From dependence on policies developed by the State, or confronting public authorities without achieving results, to learning productive cooperation in diversity. This sums up decades of social exclusion and conflict between many governments from Latin America and the Caribbean and the local population. It is a scenario that has changed with a speed that few people would have ventured to imagine or predict, but which is today a reality. Several programs originating in poor communities enlisted support to help with their development, learned the path to dialogue and, thanks to this process, are now enjoying the results.

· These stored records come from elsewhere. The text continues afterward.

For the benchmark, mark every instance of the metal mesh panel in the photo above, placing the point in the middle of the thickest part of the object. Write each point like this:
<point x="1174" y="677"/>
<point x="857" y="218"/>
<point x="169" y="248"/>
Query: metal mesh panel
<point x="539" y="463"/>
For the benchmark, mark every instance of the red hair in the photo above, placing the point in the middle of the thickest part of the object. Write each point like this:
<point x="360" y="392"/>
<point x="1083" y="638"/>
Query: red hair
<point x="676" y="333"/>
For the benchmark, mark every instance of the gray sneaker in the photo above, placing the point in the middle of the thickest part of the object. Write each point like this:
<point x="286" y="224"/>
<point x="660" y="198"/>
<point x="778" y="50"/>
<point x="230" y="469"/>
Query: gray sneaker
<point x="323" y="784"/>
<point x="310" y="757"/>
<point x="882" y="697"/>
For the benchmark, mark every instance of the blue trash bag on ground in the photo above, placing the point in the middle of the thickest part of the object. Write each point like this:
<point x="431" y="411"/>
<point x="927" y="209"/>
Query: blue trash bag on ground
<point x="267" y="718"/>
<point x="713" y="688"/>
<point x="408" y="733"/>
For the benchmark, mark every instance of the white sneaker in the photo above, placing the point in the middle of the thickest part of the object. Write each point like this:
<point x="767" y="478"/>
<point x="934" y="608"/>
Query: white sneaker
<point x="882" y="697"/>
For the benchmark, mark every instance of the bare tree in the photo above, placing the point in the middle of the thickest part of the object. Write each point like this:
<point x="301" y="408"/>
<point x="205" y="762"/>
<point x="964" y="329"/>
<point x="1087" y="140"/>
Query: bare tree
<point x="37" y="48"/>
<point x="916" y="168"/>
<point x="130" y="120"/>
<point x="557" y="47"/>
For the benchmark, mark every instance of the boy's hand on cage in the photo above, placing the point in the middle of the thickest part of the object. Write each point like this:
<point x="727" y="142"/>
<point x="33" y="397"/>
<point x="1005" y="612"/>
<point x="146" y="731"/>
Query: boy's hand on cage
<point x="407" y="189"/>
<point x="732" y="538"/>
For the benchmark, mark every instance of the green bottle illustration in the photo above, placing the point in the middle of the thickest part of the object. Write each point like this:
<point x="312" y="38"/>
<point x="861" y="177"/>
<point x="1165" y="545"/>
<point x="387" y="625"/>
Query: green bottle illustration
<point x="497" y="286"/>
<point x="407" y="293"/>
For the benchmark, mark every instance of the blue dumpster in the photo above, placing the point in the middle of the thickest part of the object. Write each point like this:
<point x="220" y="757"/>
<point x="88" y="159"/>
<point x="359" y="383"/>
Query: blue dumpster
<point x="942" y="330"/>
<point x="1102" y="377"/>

In Bolivia, the Comprehensive Cluster of Projects in Mancomunidad de Azanaques, which is supported by the Kellogg Foundation, successfully rallied organizations, such as the Municipal Youth Councils from six municipalities in the Mancomunidad territory, behind a strategic plan of action to tackle problems of health, education and regional development. According to Trifón Choque, director of Study Center for the Development of Andean Peoples (Cedpan)/Senda Nueva Foundation (Fundasen), a consortium in the cluster, the plan is an instrument of negotiation to implement policies that benefit the region. “To achieve this goal, we need the full participation of local inhabitants. And this requires broad participation by Mancomunidad.”
Bolivia’s Popular Participation Law provides regional funding to solve local problems based on the number of inhabitants. “To influence the handling of revenues, municipalities need to be coordinated behind common objectives,” explained Alex Castillo, director of Center for Research and Educacion(CIPE), another of the organizations from the cluster of projects. “Thanks to the Strategic Plan, we know what we’re going to do until 2009.”
In Brazil, the Networks and Youth project has encouraged youth participation in the areas of public policy, employment, income and communication. The initiative brings together governmental and non-governmental institutions that develop projects with youth in Northeast Brazil. According to project supervisor Marcílio Brandão, youth are considered both entitled to rights and also potential change agents. “We respect their specific cycle of life, their process of social inclusion, their differences, difficulties, abilities and forms of expression, and we help them learn to transform their questions into agendas for discussion on public policy for youth.”
For Networks and Youth, dialogue between NGOs and public authorities has its ups and downs. “There’s a lot to learn in these relations between youth organizations and the State. The limitations need to be more clearly defined and the actions need to be planned out with a view to continuity and sustainability. This is why the permanent discussion forums are so important.”